Unlike FlightGear's main loop, Nasal itself is designed to be thread-safe (even without using a Global Interpreter Lock like Python's GIL!) - what isn't thread-safe, is the FlightGear integration layer that "links" the Nasal engine and the FlightGear main loop, which mainly means stuff like 1) property tree APIs (think setprop/getprop), 2) fgcommands, 3) other extension functions, 4) classes and objects exposed to Nasal (e.g. via cppbind, but also the legacy NasalPositioned module).

Basically, the idea with HLA is to allow subsystems to have their own private property tree, and "mount" it in the global tree, so that reads/writes to a node like /ai would be dispatched to the thread/process running the AI federate, which implicitly serializes the request, while the whole thing is still running asynchronously.

The nice thing here is that this would also allow other subsystems to have their own property trees, think /models or even /canvas.

And in the case of Canvas you could even have one property tree instance per canvas texture, and cull/update that asynchronously using osg::Cull/UpdateVisitor, as long as there is only a single thread ever mutating its state, regardless if you are using Nasal or not.

Nasal threads running in the main loop can already provide ~500 hz - and Nasal/Canvas scripts running in "fgcanvas" mode, can provide similar performance:
Image

(this is a screen shot from over a year ago, without any other optimizations applied)

But it would make sense to move away from 1) the way we are dumping Nasal symbols into the globals hash unconditionally, and 2) start looking at subsystems with removability/multi-threading in mind (think HLA/RTI)
Please don't send support requests by PM, instead post your questions on the forum so that all users can contribute and benefit
Thanks & all the best,
Hooray
Help write next month's newsletter !
pui2canvas | MapStructure | Canvas Development | Programming resources
Hooray
 
Posts: 12707
Joined: Tue Mar 25, 2008 9:40 am
Pronouns: THOU

Re: the real cost of the Nasal Garbage Collector

Postby Philosopher » Tue Nov 24, 2015 3:18 pm

FWIW, I may have an idea that may reduce the number of times the GC is called. But I would most likely need to find a Linux box to compile FG (or upgrade my Mac or something... it hasn't been able to compile FG in forever).

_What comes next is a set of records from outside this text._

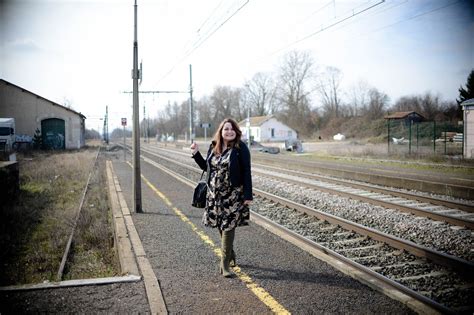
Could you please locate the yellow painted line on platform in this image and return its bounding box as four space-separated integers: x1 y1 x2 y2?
129 163 290 314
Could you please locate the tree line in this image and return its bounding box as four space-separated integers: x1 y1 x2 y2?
112 51 474 138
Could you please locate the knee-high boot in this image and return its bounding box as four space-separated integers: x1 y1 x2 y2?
220 229 235 278
219 229 237 267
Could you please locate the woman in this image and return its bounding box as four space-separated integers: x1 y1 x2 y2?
190 118 253 277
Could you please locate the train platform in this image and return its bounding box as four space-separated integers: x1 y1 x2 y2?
107 158 414 314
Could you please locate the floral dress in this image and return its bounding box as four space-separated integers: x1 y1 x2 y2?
202 148 249 231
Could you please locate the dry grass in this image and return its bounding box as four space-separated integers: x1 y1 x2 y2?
0 147 115 285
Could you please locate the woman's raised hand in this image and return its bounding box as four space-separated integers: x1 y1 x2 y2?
189 142 199 155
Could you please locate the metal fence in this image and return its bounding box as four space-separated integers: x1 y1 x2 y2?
387 119 463 155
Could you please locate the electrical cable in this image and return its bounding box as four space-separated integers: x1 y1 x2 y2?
158 0 250 87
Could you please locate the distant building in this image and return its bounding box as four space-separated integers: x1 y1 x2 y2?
461 98 474 159
0 79 86 149
239 116 298 142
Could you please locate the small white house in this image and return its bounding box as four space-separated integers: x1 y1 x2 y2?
239 116 298 142
461 98 474 159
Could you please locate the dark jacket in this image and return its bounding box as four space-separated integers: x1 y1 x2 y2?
193 141 253 200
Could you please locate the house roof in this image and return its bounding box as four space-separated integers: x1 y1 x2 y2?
0 79 86 119
461 98 474 106
239 116 273 126
384 111 424 119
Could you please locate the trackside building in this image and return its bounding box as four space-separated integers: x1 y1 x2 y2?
0 79 86 149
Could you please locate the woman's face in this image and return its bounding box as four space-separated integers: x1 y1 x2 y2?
222 122 236 143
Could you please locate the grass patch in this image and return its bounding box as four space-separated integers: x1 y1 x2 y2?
0 147 118 285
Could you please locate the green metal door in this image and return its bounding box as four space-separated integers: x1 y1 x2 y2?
41 118 66 150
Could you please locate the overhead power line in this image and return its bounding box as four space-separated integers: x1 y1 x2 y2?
158 0 250 86
267 0 385 57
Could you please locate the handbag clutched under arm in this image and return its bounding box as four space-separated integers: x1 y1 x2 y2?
191 171 207 208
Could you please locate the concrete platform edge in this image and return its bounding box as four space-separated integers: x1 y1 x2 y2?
107 161 168 314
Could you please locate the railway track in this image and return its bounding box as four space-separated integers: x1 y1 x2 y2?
144 145 474 229
119 144 474 313
252 154 474 200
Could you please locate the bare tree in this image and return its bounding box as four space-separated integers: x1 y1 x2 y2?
277 51 315 135
209 86 245 124
242 72 277 116
420 92 442 120
364 88 390 120
390 96 421 113
317 67 342 118
347 80 370 117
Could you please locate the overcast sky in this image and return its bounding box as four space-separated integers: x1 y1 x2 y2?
0 0 474 129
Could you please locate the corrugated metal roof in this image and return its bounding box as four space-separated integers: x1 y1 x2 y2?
461 98 474 106
0 79 86 119
239 116 273 127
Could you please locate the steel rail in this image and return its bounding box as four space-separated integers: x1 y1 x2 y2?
144 144 474 229
131 144 462 314
253 163 474 213
56 147 100 281
254 170 474 229
133 149 474 276
251 211 456 314
252 154 474 199
253 188 474 276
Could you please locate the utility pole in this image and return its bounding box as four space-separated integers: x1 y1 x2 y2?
143 104 148 142
189 65 194 143
132 0 143 213
105 105 109 144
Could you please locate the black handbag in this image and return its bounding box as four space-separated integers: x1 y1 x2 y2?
191 171 207 208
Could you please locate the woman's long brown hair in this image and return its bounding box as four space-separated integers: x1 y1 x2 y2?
212 118 242 155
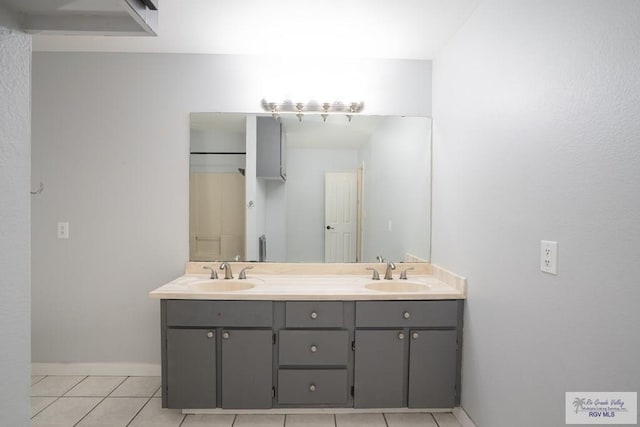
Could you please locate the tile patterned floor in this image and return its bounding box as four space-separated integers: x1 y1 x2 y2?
31 375 462 427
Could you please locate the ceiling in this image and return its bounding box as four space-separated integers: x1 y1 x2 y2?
30 0 481 60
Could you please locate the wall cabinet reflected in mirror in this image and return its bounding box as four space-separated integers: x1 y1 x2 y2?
189 113 431 262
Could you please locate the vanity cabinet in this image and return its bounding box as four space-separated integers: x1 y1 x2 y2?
161 300 273 409
354 301 462 408
276 301 354 407
165 329 216 409
220 329 273 409
161 300 463 409
256 117 287 181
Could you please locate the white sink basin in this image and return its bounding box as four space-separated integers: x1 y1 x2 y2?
364 280 431 292
188 279 260 292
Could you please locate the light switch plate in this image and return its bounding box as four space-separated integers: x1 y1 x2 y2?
540 240 558 275
57 222 69 239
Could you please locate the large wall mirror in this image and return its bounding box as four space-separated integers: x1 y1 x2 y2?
189 113 431 262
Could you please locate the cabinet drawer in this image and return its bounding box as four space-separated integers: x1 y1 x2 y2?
356 301 458 328
278 369 349 405
167 300 273 328
285 301 343 328
278 330 349 366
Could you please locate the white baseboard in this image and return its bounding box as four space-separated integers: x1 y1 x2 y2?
452 406 476 427
31 363 160 377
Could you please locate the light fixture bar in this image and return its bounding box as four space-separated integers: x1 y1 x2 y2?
262 99 364 121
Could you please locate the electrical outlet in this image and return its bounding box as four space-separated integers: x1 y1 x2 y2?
540 240 558 274
57 222 69 239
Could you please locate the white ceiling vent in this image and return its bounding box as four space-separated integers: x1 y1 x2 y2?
3 0 158 36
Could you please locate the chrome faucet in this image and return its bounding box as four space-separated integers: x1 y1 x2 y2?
384 261 396 280
220 262 233 279
238 267 253 280
365 267 380 280
202 265 218 279
400 267 415 280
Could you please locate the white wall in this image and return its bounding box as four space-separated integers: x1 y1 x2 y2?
32 53 431 363
286 147 358 262
432 0 640 427
189 129 246 153
0 5 31 426
358 117 431 262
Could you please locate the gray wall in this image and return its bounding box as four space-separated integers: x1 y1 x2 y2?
0 5 31 426
358 117 431 262
433 0 640 427
32 52 431 363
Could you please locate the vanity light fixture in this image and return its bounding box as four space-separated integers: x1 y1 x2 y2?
262 99 364 122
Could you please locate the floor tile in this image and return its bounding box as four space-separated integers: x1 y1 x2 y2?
129 398 184 427
233 415 284 427
336 414 387 427
180 414 236 427
31 397 57 417
78 397 149 427
110 377 160 397
31 375 85 397
65 376 126 397
433 412 462 427
384 413 438 427
284 414 336 427
31 397 102 427
31 375 45 385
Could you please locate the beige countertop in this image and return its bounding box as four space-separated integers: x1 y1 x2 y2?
149 262 467 301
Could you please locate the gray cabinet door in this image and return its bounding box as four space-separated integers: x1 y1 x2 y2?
221 329 273 409
354 330 408 408
167 329 216 408
409 330 457 408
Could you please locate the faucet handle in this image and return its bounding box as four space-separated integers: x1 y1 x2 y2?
220 261 233 279
238 267 253 280
384 261 396 280
202 265 218 279
400 267 415 280
366 267 380 280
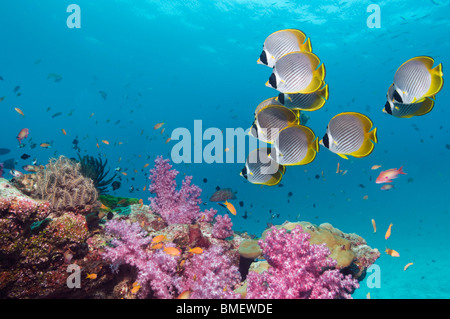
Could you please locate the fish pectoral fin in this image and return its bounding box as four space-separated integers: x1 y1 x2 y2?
336 153 348 159
262 172 283 186
298 63 325 94
349 139 375 158
300 38 312 52
413 98 435 116
368 127 378 143
296 147 317 165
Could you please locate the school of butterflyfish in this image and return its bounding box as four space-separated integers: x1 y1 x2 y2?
241 29 444 186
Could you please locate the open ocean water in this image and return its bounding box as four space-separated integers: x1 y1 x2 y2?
0 0 450 299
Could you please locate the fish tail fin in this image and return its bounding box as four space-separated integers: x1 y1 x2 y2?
300 38 312 52
369 127 378 143
426 63 444 96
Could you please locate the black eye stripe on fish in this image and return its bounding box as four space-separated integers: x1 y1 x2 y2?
394 61 431 103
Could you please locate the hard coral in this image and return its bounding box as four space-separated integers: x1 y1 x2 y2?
33 156 98 214
247 225 359 299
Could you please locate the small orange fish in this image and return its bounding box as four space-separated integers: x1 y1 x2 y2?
152 235 167 244
153 122 164 130
151 243 164 249
14 107 25 116
386 248 400 257
189 247 203 255
375 166 406 184
164 247 181 256
86 274 97 279
223 201 236 215
384 224 392 239
131 281 141 295
17 128 30 144
177 290 191 299
380 184 394 191
403 263 414 271
384 224 392 239
117 198 127 205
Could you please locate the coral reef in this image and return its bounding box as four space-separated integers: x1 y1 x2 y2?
0 157 379 299
212 214 233 239
261 222 380 280
246 225 359 299
149 156 215 225
98 194 139 209
32 156 98 214
78 154 116 194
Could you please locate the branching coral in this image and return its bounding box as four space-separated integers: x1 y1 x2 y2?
149 156 212 225
78 154 115 194
33 156 98 213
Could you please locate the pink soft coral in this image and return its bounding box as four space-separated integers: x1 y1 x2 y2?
104 220 179 299
149 156 202 225
177 245 241 299
212 215 234 239
247 226 359 299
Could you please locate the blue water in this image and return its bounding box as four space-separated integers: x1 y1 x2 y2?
0 0 450 298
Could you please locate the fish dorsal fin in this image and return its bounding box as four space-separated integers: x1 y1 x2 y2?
348 139 375 158
317 84 329 100
425 63 444 96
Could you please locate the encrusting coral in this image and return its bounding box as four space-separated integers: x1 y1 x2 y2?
0 157 379 299
32 156 98 213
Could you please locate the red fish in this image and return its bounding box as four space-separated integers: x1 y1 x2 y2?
375 166 406 184
17 128 30 145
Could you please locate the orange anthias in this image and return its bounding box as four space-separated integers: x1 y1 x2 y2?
375 166 406 184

The idea is to essentially take all the local closures out of the GC until they are requested by caller() or creation of a function (i.e. to be accessed by closure() later on) or some other method (think my extensions I made). That way the cost of running a very simple function is essentially 0 for the GC, not 1 hash object. Obviously I do not have data for how this would help, but I think it would at least reduce the number of temporary objects created, and thus the number of times the GC is called.
Philosopher
 
Posts: 1593
Joined: Sun Aug 12, 2012 7:29 pm

Re: the real cost of the Nasal Garbage Collector

Postby Hooray » Tue Nov 24, 2015 3:25 pm

I am not too optimistic regarding GC patches, I mean there are a bunch of related patches circulating around, including even stuff that core developers like ThorstenB and AndersG came up with, and still nobody committed those, despite them being useful to experiment with the GC.

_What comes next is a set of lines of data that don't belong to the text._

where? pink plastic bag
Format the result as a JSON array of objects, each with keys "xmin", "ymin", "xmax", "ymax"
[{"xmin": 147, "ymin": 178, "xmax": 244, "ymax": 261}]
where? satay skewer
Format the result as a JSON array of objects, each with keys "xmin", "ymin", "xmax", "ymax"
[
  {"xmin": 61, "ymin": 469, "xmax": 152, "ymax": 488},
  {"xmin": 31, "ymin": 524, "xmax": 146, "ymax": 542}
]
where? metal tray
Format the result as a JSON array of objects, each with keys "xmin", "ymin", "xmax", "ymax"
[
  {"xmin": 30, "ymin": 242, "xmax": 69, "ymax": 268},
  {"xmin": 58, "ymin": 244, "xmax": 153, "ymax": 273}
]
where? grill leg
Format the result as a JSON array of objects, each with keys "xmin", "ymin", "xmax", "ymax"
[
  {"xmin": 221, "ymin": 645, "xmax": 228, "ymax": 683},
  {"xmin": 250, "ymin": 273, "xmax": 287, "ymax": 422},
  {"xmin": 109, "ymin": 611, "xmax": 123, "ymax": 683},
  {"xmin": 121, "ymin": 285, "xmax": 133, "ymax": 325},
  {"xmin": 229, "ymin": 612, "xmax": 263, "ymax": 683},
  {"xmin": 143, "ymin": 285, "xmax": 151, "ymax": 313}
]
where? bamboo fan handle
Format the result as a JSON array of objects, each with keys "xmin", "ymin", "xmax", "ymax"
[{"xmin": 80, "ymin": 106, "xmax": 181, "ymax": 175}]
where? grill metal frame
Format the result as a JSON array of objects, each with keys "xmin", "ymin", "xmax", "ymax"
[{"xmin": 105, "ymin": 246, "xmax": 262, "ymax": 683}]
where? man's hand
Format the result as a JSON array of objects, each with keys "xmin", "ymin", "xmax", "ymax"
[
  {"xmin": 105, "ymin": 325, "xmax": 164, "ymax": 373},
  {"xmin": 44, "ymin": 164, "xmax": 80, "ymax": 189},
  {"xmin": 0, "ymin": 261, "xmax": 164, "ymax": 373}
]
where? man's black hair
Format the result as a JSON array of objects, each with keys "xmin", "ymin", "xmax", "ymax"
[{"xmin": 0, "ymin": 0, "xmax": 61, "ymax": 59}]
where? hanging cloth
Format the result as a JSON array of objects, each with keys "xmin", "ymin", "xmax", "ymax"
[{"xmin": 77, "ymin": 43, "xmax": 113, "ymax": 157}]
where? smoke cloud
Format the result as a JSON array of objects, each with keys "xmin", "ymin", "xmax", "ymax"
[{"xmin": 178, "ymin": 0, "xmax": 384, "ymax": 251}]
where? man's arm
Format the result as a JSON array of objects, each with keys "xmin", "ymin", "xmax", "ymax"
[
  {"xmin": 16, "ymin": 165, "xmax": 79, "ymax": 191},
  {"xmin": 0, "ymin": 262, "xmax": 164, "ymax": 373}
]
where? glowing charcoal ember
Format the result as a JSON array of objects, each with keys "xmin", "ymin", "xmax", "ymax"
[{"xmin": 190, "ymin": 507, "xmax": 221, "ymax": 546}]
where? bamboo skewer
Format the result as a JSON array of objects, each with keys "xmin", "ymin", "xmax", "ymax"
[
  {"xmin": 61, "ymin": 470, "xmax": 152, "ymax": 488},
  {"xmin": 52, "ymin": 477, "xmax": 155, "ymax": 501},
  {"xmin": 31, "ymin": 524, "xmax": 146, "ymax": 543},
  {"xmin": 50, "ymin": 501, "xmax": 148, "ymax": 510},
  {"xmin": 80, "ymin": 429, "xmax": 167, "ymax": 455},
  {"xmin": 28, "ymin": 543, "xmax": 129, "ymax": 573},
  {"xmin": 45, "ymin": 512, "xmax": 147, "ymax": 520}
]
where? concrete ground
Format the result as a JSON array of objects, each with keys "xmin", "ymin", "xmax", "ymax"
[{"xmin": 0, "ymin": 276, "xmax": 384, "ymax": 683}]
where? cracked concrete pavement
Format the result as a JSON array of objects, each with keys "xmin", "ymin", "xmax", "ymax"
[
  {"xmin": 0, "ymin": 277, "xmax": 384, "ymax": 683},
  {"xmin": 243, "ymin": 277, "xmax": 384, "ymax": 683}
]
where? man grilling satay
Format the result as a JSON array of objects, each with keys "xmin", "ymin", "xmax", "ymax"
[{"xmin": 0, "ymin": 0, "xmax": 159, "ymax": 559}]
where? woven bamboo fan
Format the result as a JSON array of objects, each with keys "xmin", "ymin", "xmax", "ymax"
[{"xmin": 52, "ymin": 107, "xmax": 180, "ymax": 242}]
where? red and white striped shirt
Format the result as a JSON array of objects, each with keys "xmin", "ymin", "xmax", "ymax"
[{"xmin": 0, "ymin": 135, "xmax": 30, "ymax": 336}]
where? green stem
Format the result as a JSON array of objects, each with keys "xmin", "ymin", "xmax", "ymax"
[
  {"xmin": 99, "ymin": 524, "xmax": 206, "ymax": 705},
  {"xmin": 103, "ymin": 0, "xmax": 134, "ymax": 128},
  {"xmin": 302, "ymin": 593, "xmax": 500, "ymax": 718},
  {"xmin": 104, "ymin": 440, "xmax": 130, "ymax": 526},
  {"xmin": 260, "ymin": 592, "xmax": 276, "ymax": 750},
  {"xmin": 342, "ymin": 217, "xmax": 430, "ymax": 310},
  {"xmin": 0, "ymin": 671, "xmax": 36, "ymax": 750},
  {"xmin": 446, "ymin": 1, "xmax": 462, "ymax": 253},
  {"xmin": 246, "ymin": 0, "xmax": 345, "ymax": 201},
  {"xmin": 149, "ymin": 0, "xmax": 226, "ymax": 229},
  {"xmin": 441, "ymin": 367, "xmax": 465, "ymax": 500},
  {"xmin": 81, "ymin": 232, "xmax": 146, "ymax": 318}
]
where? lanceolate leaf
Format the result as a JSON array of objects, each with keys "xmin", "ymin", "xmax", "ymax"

Otherwise, I am sure that we have at least 3-5 people around here who would know how to implement Andy's suggestion and turn the GC into a generational one.

So I guess I agree that the lowest hanging fruit is waiting for HLA to materialize and then move Nasal and its APIs to a dedicated thread/process.

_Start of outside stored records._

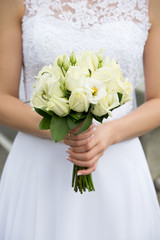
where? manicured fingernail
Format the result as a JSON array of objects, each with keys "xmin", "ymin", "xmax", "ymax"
[
  {"xmin": 77, "ymin": 172, "xmax": 83, "ymax": 176},
  {"xmin": 67, "ymin": 157, "xmax": 72, "ymax": 161},
  {"xmin": 66, "ymin": 148, "xmax": 71, "ymax": 153}
]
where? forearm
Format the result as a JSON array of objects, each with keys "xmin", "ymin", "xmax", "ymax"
[
  {"xmin": 0, "ymin": 94, "xmax": 50, "ymax": 138},
  {"xmin": 109, "ymin": 99, "xmax": 160, "ymax": 144}
]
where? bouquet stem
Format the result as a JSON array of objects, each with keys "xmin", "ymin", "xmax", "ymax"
[{"xmin": 72, "ymin": 164, "xmax": 95, "ymax": 194}]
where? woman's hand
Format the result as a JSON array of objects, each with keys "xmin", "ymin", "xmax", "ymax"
[{"xmin": 63, "ymin": 123, "xmax": 113, "ymax": 175}]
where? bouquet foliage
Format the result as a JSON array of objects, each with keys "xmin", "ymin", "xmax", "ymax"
[{"xmin": 30, "ymin": 49, "xmax": 132, "ymax": 193}]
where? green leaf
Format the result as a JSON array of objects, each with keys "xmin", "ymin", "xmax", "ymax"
[
  {"xmin": 102, "ymin": 113, "xmax": 109, "ymax": 119},
  {"xmin": 50, "ymin": 114, "xmax": 69, "ymax": 142},
  {"xmin": 34, "ymin": 108, "xmax": 54, "ymax": 118},
  {"xmin": 69, "ymin": 111, "xmax": 87, "ymax": 120},
  {"xmin": 117, "ymin": 93, "xmax": 123, "ymax": 102},
  {"xmin": 76, "ymin": 111, "xmax": 93, "ymax": 135},
  {"xmin": 67, "ymin": 115, "xmax": 84, "ymax": 130},
  {"xmin": 93, "ymin": 115, "xmax": 104, "ymax": 123},
  {"xmin": 39, "ymin": 117, "xmax": 51, "ymax": 130}
]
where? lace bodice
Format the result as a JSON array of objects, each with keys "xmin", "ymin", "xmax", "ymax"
[{"xmin": 22, "ymin": 0, "xmax": 150, "ymax": 119}]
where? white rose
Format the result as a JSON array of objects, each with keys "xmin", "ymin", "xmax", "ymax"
[
  {"xmin": 30, "ymin": 92, "xmax": 48, "ymax": 109},
  {"xmin": 91, "ymin": 93, "xmax": 120, "ymax": 117},
  {"xmin": 47, "ymin": 96, "xmax": 70, "ymax": 117},
  {"xmin": 119, "ymin": 80, "xmax": 132, "ymax": 104},
  {"xmin": 65, "ymin": 66, "xmax": 86, "ymax": 91},
  {"xmin": 91, "ymin": 66, "xmax": 119, "ymax": 83},
  {"xmin": 76, "ymin": 51, "xmax": 99, "ymax": 77},
  {"xmin": 69, "ymin": 88, "xmax": 89, "ymax": 112},
  {"xmin": 86, "ymin": 77, "xmax": 106, "ymax": 104},
  {"xmin": 53, "ymin": 54, "xmax": 63, "ymax": 68},
  {"xmin": 37, "ymin": 65, "xmax": 54, "ymax": 78},
  {"xmin": 47, "ymin": 77, "xmax": 64, "ymax": 98}
]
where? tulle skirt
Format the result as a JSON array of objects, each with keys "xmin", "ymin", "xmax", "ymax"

That said, regarding building SG/FG: I suggest you get in touch with Hamza: he once provided me with SSH access to one of his boxes so that I could help review/edit a few SG/FG related patches, when I didn't easily have access to a working build environment (like on an Android phone ... :mrgreen: )

(I guess, using Torsten's Phi work, you could even see a screen shot of fg)

But what is the problem when building FG on Mac ? I am surprised, given that our most active core developer is Mac based, so there should not be too many insurmountable problems on that front ?

EDIT: I sent a heads-up to Hamza. But for such experiments, it would be great to retrieve the "Nasal standalone" branch that is using simgear ... :oops:
Please don't send support requests by PM, instead post your questions on the forum so that all users can contribute and benefit
Thanks & all the best,
Hooray
Help write next month's newsletter !
pui2canvas | MapStructure | Canvas Development | Programming resources
Hooray
 
Posts: 12707
Joined: Tue Mar 25, 2008 9:40 am
Pronouns: THOU

Re: the real cost of the Nasal Garbage Collector

Postby AndersG » Tue Nov 24, 2015 4:07 pm

Hooray wrote in Tue Nov 24, 2015 3:25 pm:I am not too optimistic regarding GC patches, I mean there are a bunch of related patches circulating around, including even stuff that core developers like ThorstenB and AndersG came up with, and still nobody committed those, despite them being useful to experiment with the GC.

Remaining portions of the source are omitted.